Ms Kay Nankervis, a lecturer in broadcast journalism at the CSU School of Communication at Bathurst, who sometimes worked with Mr Dorney on his stories from Papua New Guinea and the region when she worked at the ABC TV Sydney foreign desk in the 1990s, said the suppression of media coverage in Fiji results from the reinstatement of a non-democratic regime that is attempting to maintain control by force.
“The military regime’s reaction to Sean Dorney’s reporting in Fiji is unacceptable. It is a dreadful assault on his liberty as a journalist, and an assault on the rights of the Fijian people whose changed circumstances deserve to be fully and frankly reported to them and to the world,” Ms Nankervis said.
“There is a lot of complacency about every-day media censorship in many regimes around the world, including so-called ‘democratic’ ones, but it isn’t reported because these restrictions are ‘commonplace’.

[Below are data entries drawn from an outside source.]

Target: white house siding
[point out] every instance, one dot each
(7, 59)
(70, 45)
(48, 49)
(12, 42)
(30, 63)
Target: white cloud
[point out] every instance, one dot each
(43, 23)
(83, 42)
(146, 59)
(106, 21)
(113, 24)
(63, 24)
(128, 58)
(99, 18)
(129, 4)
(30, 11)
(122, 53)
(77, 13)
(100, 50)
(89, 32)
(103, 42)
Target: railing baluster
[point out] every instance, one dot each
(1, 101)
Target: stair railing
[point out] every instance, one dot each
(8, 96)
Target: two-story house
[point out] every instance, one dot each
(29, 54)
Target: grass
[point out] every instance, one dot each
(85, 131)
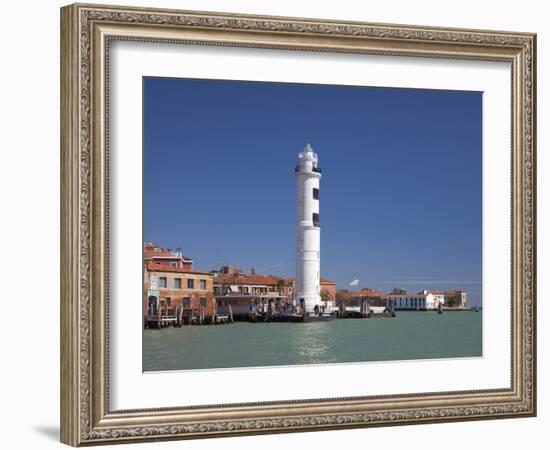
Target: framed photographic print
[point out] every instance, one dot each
(276, 224)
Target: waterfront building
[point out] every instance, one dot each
(457, 298)
(308, 233)
(243, 294)
(423, 301)
(168, 288)
(154, 254)
(360, 303)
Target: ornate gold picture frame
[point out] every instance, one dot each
(87, 31)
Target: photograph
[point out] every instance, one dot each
(293, 223)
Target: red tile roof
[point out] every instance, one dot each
(237, 279)
(155, 267)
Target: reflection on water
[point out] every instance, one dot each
(410, 335)
(311, 342)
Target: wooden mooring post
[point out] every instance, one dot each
(230, 313)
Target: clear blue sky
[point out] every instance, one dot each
(401, 198)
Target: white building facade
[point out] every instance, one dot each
(308, 233)
(415, 302)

“I note with concern that the Australian journalists’ union, the Media Entertainment and Arts Alliance (MEAA), has condemned press censorship laws introduced by the regime in Fiji as making it ‘the most repressive country, in terms of press freedom, in the region, and indeed is on the road to becoming one of the worst in the world’.
“If that’s the case, the repression of media coverage in Fiji must be abhorred by everyone who believes in fairness, accountability and freedom of association, speech and thought for all people.
“The courage to report as journalists see things, rather than how authorities might like to have events recorded, is an important journalist credo, and the situation Sean Dorney finds himself in is one often faced by foreign correspondents working in countries that don’t have the same democratic freedoms as Australia.
“The role of journalism in society is an important one for journalism students to grasp before they graduate so that they can learn to report events without bowing to the wishes of an autocratic regime, or even a powerful corporation for that matter.
“I have noticed from observing my students that courageous, honest reporting is also a skill that can and should be developed in journalists from the time they enter the journalism classroom at university, and this can really only be achieved where students are given the opportunity to report real stories to real audiences, as they currently do at CSU,” Ms Nankervis said.